Award Not Salary. No payment made hereunder shall be deemed salary or other compensation for the purpose of computing benefits to which you may be entitled under any severance arrangement, retirement plan, employment agreement or other similar arrangement that the Company, Caliber, or any of their respective affiliates may now or hereafter have or adopt.
Withholding Taxes. All payments hereunder shall be subject to applicable tax withholdings. The Company, Caliber, or an affiliate thereof shall have the right to require you to remit to the Company, Caliber, or such affiliate, or to withhold from other amounts payable to you, as compensation or otherwise, any amount required to satisfy all federal, state and local tax withholding requirements.
Amendment. This Agreement may only be amended in a writing signed by you and the Company which expressly references this Agreement.
Entire Agreement. This Agreement supersedes any and all other agreements either oral or written, between you and the Company with respect to the subject matter hereof (other than the Employment Agreement).
No Guarantee of Tax Consequences. No person connected with this Agreement or the Employment Agreement in any capacity, including, but not limited to, the Company, Caliber, or any affiliate and their respective members, partners, directors, officers, agents and employees, makes any representation, commitment or guarantee that any tax treatment, including, but not limited to, federal, state and local income, estate and gift tax treatment, will be applicable with respect to the Award or that such tax treatment will apply to or be available to you. You should consult with your own tax advisor to determine the tax consequences to you that are associated with participating in this Agreement and the Employment Agreement.

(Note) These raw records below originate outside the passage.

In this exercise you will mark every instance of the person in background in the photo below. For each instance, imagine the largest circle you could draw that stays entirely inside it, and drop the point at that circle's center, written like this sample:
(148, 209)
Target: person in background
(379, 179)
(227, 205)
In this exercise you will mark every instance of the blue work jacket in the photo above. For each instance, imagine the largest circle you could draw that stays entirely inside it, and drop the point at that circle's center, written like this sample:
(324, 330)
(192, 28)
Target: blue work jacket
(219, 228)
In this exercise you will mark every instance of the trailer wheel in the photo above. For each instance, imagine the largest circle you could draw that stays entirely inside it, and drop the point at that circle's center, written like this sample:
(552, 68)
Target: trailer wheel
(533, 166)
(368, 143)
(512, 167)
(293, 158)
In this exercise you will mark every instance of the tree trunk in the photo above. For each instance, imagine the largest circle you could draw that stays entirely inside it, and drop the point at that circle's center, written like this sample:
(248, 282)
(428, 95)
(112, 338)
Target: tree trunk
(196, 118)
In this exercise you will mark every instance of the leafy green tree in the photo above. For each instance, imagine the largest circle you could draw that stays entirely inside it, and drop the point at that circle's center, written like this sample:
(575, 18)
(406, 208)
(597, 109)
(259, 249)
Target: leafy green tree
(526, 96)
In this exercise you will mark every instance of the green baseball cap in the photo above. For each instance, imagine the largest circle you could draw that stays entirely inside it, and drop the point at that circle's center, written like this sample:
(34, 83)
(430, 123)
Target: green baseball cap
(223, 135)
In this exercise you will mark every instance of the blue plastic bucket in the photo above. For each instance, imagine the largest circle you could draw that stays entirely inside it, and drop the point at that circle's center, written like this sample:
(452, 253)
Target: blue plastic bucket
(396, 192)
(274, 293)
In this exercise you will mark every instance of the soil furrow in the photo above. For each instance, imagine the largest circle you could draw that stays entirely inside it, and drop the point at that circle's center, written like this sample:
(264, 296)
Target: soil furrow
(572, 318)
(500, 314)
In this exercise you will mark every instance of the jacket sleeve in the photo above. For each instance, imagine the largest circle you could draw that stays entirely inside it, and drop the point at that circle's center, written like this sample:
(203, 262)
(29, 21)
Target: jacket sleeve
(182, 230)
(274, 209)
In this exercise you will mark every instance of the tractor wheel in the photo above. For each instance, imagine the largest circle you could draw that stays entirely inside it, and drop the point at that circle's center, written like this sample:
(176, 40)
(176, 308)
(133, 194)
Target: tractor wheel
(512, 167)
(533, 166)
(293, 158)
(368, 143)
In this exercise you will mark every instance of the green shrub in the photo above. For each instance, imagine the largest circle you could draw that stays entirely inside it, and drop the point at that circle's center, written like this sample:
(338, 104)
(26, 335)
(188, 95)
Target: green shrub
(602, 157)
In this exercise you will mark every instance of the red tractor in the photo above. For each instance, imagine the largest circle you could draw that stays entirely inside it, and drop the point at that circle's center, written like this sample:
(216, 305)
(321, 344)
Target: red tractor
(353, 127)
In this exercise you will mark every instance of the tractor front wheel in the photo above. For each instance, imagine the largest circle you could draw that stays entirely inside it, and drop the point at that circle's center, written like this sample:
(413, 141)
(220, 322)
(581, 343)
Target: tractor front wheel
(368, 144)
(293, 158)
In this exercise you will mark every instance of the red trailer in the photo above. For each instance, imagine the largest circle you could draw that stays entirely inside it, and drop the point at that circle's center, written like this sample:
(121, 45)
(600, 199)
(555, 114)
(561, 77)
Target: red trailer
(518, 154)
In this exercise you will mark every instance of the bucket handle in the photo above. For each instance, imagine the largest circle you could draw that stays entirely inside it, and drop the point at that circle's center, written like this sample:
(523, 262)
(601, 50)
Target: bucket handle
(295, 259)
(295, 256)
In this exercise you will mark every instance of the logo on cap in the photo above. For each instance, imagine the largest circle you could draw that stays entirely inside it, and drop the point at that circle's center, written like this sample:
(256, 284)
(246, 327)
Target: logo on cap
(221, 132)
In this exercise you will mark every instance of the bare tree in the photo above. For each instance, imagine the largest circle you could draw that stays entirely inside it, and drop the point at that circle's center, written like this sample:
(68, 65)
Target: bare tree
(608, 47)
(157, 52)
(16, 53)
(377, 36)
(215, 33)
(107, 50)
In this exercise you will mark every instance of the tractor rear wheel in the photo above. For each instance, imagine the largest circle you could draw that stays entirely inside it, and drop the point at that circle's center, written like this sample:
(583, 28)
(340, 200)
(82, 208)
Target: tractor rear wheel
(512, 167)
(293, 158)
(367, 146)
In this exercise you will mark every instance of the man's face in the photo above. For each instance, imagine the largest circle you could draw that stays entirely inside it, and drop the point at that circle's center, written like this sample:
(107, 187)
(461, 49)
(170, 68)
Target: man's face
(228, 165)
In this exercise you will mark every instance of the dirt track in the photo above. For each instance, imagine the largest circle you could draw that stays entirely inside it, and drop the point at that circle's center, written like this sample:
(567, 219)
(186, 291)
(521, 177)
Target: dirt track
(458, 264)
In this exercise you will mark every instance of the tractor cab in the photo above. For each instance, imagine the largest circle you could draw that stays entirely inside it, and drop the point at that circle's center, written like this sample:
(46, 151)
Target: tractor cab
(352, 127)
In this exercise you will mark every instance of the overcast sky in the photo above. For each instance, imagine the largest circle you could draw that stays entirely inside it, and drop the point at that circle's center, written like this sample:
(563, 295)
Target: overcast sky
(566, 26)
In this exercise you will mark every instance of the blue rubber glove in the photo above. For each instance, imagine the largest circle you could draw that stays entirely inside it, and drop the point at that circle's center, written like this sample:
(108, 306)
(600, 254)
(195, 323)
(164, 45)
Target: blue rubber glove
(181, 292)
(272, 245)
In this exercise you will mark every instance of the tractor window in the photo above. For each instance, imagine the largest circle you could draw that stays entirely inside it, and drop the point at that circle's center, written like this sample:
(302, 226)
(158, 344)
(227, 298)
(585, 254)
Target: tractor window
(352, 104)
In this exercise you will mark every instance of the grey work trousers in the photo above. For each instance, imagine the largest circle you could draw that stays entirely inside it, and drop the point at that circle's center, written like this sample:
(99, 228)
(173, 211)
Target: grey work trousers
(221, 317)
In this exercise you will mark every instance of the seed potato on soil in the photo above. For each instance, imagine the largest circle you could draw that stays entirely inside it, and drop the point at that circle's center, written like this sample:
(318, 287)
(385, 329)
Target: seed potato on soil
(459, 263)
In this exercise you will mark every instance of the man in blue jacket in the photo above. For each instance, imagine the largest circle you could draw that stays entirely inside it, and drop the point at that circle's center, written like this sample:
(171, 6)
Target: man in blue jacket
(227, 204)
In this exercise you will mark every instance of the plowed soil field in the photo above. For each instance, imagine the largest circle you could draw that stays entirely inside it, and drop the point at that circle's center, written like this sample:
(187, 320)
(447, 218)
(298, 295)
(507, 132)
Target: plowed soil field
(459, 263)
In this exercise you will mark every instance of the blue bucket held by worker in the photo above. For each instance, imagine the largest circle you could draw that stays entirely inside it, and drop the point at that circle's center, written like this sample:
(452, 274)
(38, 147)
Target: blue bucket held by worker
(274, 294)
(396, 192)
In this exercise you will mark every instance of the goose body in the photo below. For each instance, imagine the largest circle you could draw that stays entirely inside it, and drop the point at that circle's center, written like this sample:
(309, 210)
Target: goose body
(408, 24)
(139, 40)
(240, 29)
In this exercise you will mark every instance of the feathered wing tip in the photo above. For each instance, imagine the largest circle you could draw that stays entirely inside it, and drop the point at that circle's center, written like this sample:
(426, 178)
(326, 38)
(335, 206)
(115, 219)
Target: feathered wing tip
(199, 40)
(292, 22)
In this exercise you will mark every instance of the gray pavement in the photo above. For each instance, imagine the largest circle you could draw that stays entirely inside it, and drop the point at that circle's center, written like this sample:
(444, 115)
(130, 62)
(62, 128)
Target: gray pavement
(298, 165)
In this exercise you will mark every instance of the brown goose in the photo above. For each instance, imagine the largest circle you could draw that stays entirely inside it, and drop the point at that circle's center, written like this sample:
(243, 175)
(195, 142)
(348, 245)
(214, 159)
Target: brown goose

Compliance With Code Section 409A. The compensation payable pursuant to this Agreement is intended to be compensation that is not subject to the tax imposed by Internal Revenue Code Section 409A, and this Agreement shall be administered and construed to the fullest extent possible to reflect and implement such intent. In no event whatsoever shall the Company, Caliber, or any affiliate be liable for any tax, interest or penalties that may be imposed on you under Section 409A. No particular tax result for you with respect to any income recognized by you in connection with this Agreement is guaranteed. Neither the Company, Caliber, nor any of their respective affiliates shall have any obligation to indemnify or otherwise hold you harmless from any or all such taxes, interest, or penalties, or liability for any damages related thereto.
Governing Law. This Agreement shall be construed in accordance with and governed in all respects by the laws of the State of Texas.
Binding Effect; Assignment. None of your rights or interests under this Agreement may be assigned, transferred or alienated, in whole or in part, either directly or by operation of law (except by testamentary disposition or intestate succession), and no such right or interest shall be liable for or subject to any debt, obligation or liability. This Agreement shall be binding upon and inure to the benefit of (i) you and your executors, administrators, personal representatives and heirs, and (ii) the Company, its successors and assigns.
Controversies. You and the Company agree that any controversy or claim arising out of this Agreement shall be settled by binding arbitration in accordance with the procedures set forth in Section II of the Employment Agreement.